耶穌聖誕之日離城。這可不是鬧著玩的,是九天八夜無補給的野地生活。

午前走過了入山必經之地的小港古村,但見兩處澗口草坪早已形成了超高密度的「帳篷村」。連麥徑側旁輸電杆下的馬甲子叢中都有人卜居了。一位擁有橙色包子帳篷的營客就在麥徑旁邊悠然坐著,莫非賞看絡繹不絕的遊人在其營側走過?頂篷支柱上掛起了一大串裝飾燈,顯然是為了普天同慶、救主下降而來的。

還沒到達營地,天色就已漸漸陰晦起來。這「東方之豬」冷天覓食特別亢奮,一路上但見坡林裏到處都是牠刨的坑。我的五眼澗池全部都有堤石泡在了水中,無疑是被牠推落,以挖取樹根;堤基旁邊拱出了好幾個大窟窿,池水不住滲出。明天或後天又得勻出半天的工夫來修整一番。嗐!天要下雨,狼要吃人,這是沒有辦法的事;在這山裏,「東方之豬」牠位居野主之首,敝老朽分屬野客而已,客隨主便,天經地義。

接「鋒」的綢繆做得很充分,而那大北狂飆一時也還沒颳得太緊;耶穌聖誕夜大致一宿無事,就連野炊都可如常在帳篷外面的野廚以泥石柴灶為之。大抵每一個南來的冷鋒都有自己獨特的性格,有的兇暴,有的溫和;有的急性子,有的慢條斯理。

不過這畢竟還是個冷鋒,到了第二天傍晚,帳外野廚就再也扛不住了,得在帳內的門廳設廚,開燃氣灶以為炊,因而有詩以贈友人:
凜冽寒飆颳雨飛,
煙通七呎遂收皮;
喱番入帳烷燒飯,
軟滑如常勁止飢。

12月27日清晨帳內氣溫終於跌到了9度。就那樣了,不能妄想再往下降。確實也不該生起那樣致命的念頭。5度的氣溫我固然還能在野林的寒風中洗澗水浴,矯情地咬著牙關說聲爽,可城裏就要有些貧苦的老弱病患熬不過去了。

既處「林內楓下」,狂飆自然颳落不少紅葉。敝野客好事,撿來集中成堆,給它們打張「落葉歸根紀念卡」吧。這得及時行事,因為儘管有冷雨的滋潤,它們大抵也紅不上兩天。

冷鋒去後,過兩天天色轉晴,重現藍天白雲,於是又能觀賞紅葉。就這麼兩天的急降溫,雖然幅度不算太大,倒也把樹冠給催紅了不少。太陽一出來,真的好看極了。於是難為了脖頸。
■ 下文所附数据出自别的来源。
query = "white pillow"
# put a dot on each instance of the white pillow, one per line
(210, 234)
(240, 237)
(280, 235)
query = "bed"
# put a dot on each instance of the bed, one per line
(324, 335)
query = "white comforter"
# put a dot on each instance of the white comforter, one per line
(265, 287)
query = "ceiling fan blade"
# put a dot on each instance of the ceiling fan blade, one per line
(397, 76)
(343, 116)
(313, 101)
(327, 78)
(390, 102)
高坡上塌坑頂端的孤叢可真是紅勝火了,可惜樹冠太單薄了些。不過我也不敢嫌棄,照舊辛辛苦苦地爬上來跟那些非常「貼地」的低枝相處半晌。

小林西北緣外另有一棵獨株,多年前我從魚藤的魔爪裏拯救過來時還是一棵小樹,如今卻長得很高大了。這棵特立獨行的孤株每年總要走在滿林老少的前頭,葉片紅得早,落得早,禿得也早,嫩芽也抽出得早。這時節居然已經長出了零星的嫩葉。不知何故,一些南來的冬候鳥總喜歡在它的禿枝上停駐。我說小鳥ㄦ,可得注意天空上盤旋的黑鳶呢!

下午離營出山去蹓躂。看到了從未見過的一艘「香港外展訓練學校」的帆船橫過海灣。此船原名 Spirit of Outward Bound Hong Kong, 如今把個 Spirit 都給扔掉了,這可怎麼使得!呵呵呵!

今天不是假日,加上此前「冷鋒」的影響,有餐飲涼棚和「指定營地」的小海灣「營丁」單薄。「指定營地」在抗疫政策下仍在封閉之中,沙灘其餘沒「指定」的範圍倒是零星地蹲著一些帳篷。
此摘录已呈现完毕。